Adrien playfully discussed how his ex-girlfriend would simply rip off his mask as a joke, tease, or prepare him for other such expert diving shenanigan.  Clearly this was another level.  Out of the corner of my eye, D was noticeably swimming nearby without a care in the world.  Certainly he would find it normal while I did not.   Especially not at 10 metres or 40 metres under the surface.

However, we were simply floating just below the horizon of the sea, my eyes peeking beyond the East-West of the port.  As we slowly dipped under the current, my eyes adjusted to life below the water and the unsteady “hhhhhhhhhe shhh” of the regulator haunted my every pore.  Instead of backing away, I rose to the surface once more.

-Is everything alright?

(I nodded)

-Ready?

-Almost.  Just give me one second.

1,200 seconds later, I had mastered three diving skills, gone below the surface for just under four minutes to view a sunken car, and lost one scuba fin.  I managed to accomplish this, and continue to breathe.  Needless to say, I had hoped I could dive for longer, but it seems I am more like that turtle than I thought.  (Read my post on If you want to go fast, go alone. http://wp.me/p4e2Bz-R)   Fear not.  I will be trying for 10-30 minutes this weekend.  Despite all, open water is not so much the great unknown any longer.

The hardest part may be leaving the sea and carrying all of the gear to the top of the hill.  This is where lunch beckons your return.  Lunch will not scold you for losing your shoe.   Or your fin, for that matter.  Who am I? Cinderella?
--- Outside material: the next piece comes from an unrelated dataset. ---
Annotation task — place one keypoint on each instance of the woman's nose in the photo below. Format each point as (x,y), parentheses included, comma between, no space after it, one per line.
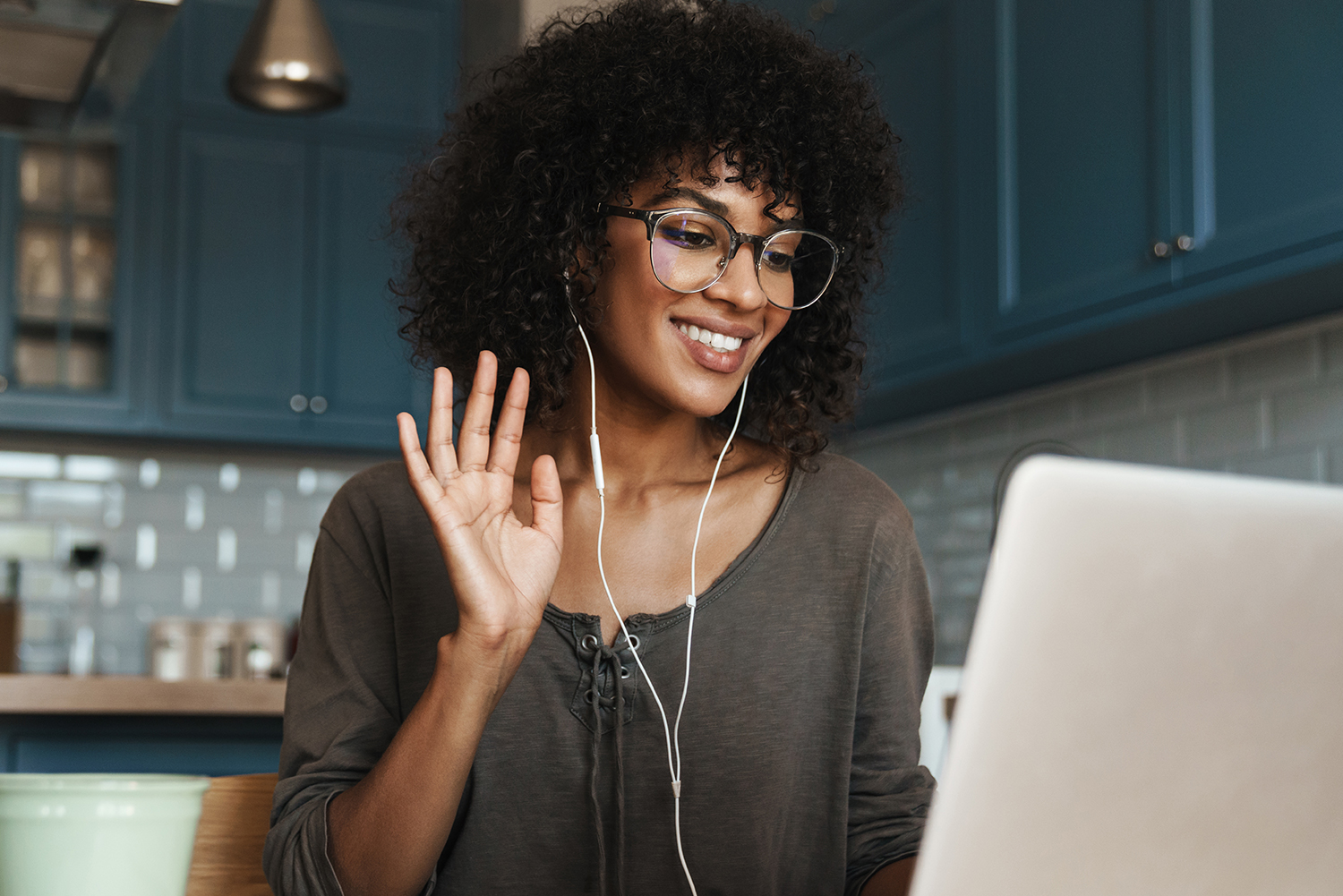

Next time the "okay" sign comes up, I'd rather be relaxing in a cafe, or wine cellar, for that matter. Photography Credit: Alija, Getty Images
Next time the “okay” sign comes up, I’d rather be relaxing in a cafe, or wine cellar, for that matter.
Photography Credit: Alija, Getty Images

By the time the troupe had driven back home, we all were in a delirious state of mind.  While the guys decided to practice shooting with a pellet gun, I took myself on a thirty minute walk just long enough to spend some quality time alone on a nearby rock just smooth enough to lean on and do absolutely nothing.

Nacala-a-Velha is a quiet place.  Quiet equals discretion, hidden gems and silent thoughts.  So that is how the day ended on that final Sunday evening as the sun descended on the shade of Baobab trees who silently glanced at my shadow that walked among them.